Kenichi Handa writes:


> In article <address@hidden>, Stefan Monnier <address@hidden> writes:
>
>>>>  But ispell.el should be able to automatically check whether the
>>>>  chars can be safely encoded with the coding-system and if not (as
>>>>  in your example), ispell.el will know that the word can't be
>>>>  checked by ispell and should just be skipped (and maybe marked as
>>>>  "uncheckable").
>
>>>  That seems to be a good approach.  But, just checking
>>>  whether the chars is encodable with the coding-system is not
>>>  enough.  For instance, entry for "francais" dict doesn't
>>>  contain "ñ" in CASECHARS, but "español" is safely encodable
>>>  by iso-8859-1.  So, the same error happens.  For ispell.el
>>>  to know that "español" is uncheckable, we anyway need the
>>>  current database ispell-dictionary-alist.
>
>> Aaaahhhh.... I'm beginning to understand, thank you.  But I still
>> think ispell.el should not try to check "espa" and "ol".  So I now
>> agree that the CASECHARS table is needed, but it should be used after
>> encoding the word (rather than when determining what is a word), and
>> if some char is not in CASECHARS the word should be flagged as
>> uncheckable.
>
> Although I have not yet understood the detail, "if some char
> is not in CASECHARS" is not enough.  First of all, CASECHARS
> is a regular expression.  And NOT-CASECHARS, OTHERCHARS,
> MANU-OTHERCHARS-P should also be checked somehow.  If that
> is the way we are going to take, I'd like to ask maintainers
> of ispell.el to do such a change.

Remember that the internationalization of ispell was done long before the
MULE code was added to emacs.  The encoding of the character sets and
the interaction between ispell and emacs was embodied in the ispell code
and interactions.  In ispell.el, this has been controlled by the
CASECHARS, NOT-CASECHARS, OTHERCHARS, MANY-OTHERCHARS-P,
EXTENDED-CHARACER-MODE, and CHARACTER-SET.

The problem is more complicated than simply parsing what are word
characters.  There are differences in encoding when one uses latex as
the source with it's encoding of latin characters with escape sequences
versus a raw ISO character set.  For instance, the dictionary stores
information regarding compound words, possessives, etc. in the spell
checking routines.  Knowing that the "'" character is used as a
possessive, for instance, ispell knows that "Ken's" is a correct
spelling based on the root "Ken".

Most of this complication can be invisibly hidden in ispell.  The
problems mainly arise in two circumstances.

1. when spell checking a single word.
2. when an error occurs and the error is highlighted.
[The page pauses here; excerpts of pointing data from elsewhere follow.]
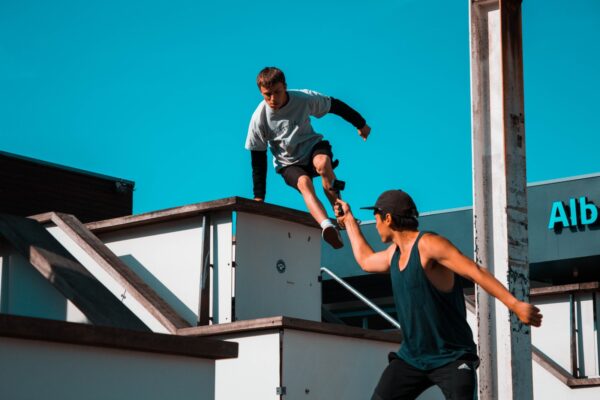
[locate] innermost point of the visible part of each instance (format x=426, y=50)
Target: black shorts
x=292, y=173
x=400, y=380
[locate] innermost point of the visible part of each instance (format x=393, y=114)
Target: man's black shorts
x=400, y=380
x=292, y=173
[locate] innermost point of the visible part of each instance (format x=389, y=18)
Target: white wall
x=262, y=291
x=168, y=257
x=254, y=374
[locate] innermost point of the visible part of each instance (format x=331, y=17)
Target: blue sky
x=161, y=93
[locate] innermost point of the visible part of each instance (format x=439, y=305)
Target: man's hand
x=364, y=132
x=346, y=212
x=528, y=313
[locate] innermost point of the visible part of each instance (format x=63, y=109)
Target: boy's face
x=276, y=96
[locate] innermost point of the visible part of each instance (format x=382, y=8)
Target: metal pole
x=362, y=298
x=499, y=194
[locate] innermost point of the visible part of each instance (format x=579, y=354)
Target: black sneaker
x=332, y=236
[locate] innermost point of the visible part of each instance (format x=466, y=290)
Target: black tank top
x=434, y=323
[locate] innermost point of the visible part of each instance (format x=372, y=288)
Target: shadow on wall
x=164, y=292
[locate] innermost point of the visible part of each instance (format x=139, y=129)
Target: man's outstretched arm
x=342, y=109
x=445, y=253
x=259, y=174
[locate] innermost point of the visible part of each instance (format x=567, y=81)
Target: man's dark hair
x=269, y=77
x=400, y=222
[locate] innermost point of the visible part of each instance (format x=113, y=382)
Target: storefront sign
x=578, y=212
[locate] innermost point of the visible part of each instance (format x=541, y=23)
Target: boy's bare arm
x=368, y=259
x=445, y=253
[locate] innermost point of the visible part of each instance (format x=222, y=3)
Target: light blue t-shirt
x=288, y=131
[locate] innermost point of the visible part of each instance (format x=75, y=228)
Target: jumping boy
x=282, y=122
x=438, y=347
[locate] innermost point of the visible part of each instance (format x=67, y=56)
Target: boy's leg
x=314, y=205
x=298, y=178
x=322, y=164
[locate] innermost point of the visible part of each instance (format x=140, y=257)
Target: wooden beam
x=281, y=322
x=66, y=274
x=499, y=194
x=116, y=268
x=99, y=336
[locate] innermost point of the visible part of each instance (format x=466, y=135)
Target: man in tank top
x=438, y=347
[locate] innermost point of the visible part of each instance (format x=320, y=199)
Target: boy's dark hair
x=269, y=77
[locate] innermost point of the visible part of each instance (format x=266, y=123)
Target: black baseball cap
x=395, y=202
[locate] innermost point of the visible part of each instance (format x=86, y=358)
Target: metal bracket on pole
x=499, y=194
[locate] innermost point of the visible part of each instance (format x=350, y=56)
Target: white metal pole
x=499, y=194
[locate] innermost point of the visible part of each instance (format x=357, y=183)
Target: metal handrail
x=361, y=297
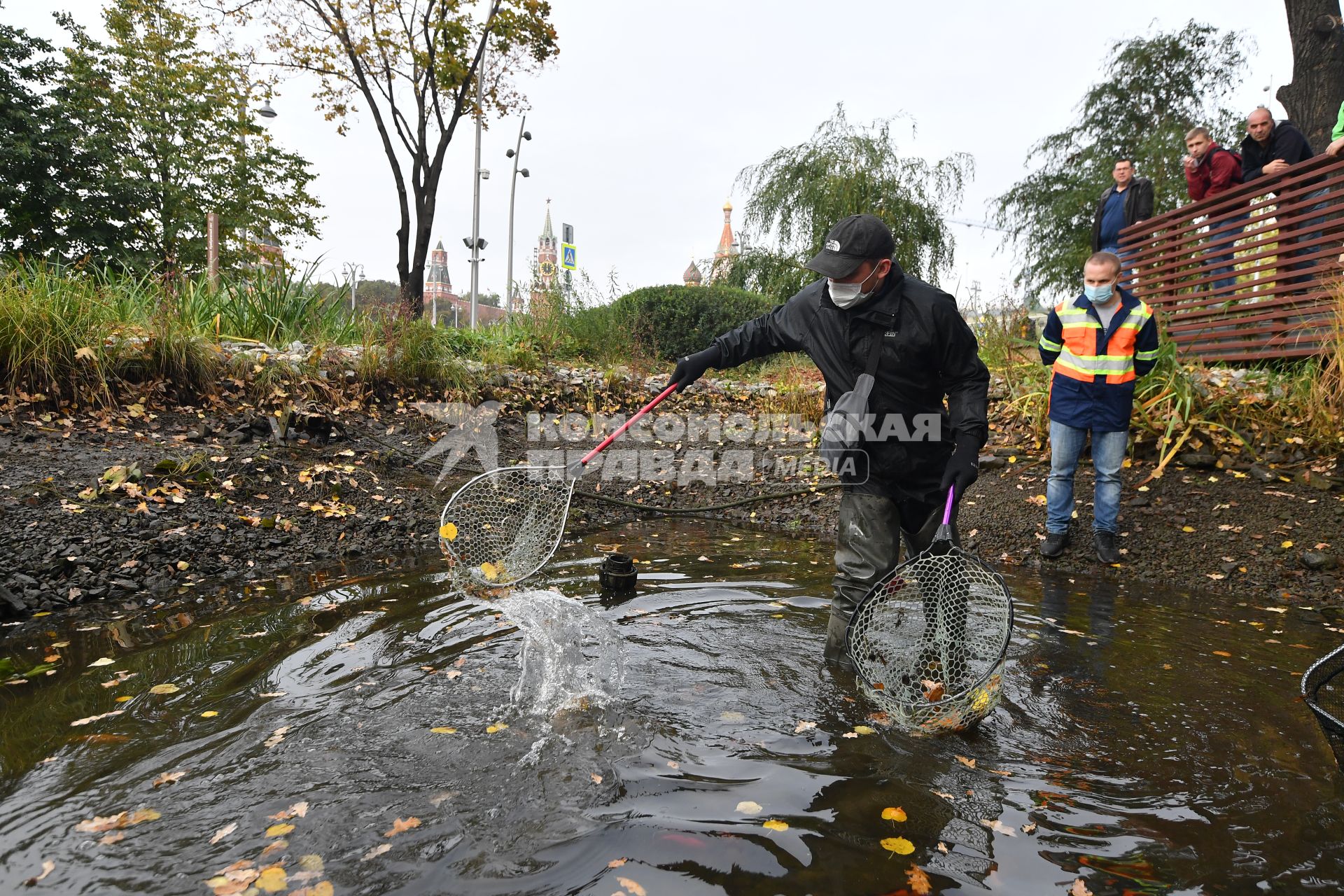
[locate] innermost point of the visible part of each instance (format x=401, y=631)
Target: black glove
x=692, y=367
x=962, y=466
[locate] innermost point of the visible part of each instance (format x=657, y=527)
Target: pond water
x=1148, y=742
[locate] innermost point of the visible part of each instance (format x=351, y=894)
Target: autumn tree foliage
x=410, y=67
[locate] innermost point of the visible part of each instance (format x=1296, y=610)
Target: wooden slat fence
x=1285, y=237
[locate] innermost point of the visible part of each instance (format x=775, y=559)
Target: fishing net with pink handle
x=930, y=640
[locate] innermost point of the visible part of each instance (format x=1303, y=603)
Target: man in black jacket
x=866, y=314
x=1128, y=200
x=1269, y=149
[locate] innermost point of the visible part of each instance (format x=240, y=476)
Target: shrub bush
x=668, y=321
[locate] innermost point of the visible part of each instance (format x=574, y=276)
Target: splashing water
x=571, y=656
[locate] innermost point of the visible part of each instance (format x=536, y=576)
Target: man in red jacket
x=1210, y=169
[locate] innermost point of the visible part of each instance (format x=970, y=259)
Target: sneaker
x=1054, y=545
x=1107, y=551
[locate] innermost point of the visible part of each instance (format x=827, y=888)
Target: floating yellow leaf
x=398, y=827
x=273, y=879
x=898, y=846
For instance, one of the major issues when MULE was implemented was the
fact that multiple bytes passed to ispell may only count as a single
byte or character on the display.

Here is where most of the hassles with libraries occur.  There may well
be a much better way of encoding the character sets and interactions
right now.  Perhaps we should investigate simplifying and possibly
removing the character set issues.  We would still minimally need to
communicate mode information to ispell.

Geoff has a much better understanding of the underlying spell search
engine.  Perhaps he can shed additional light on this topic.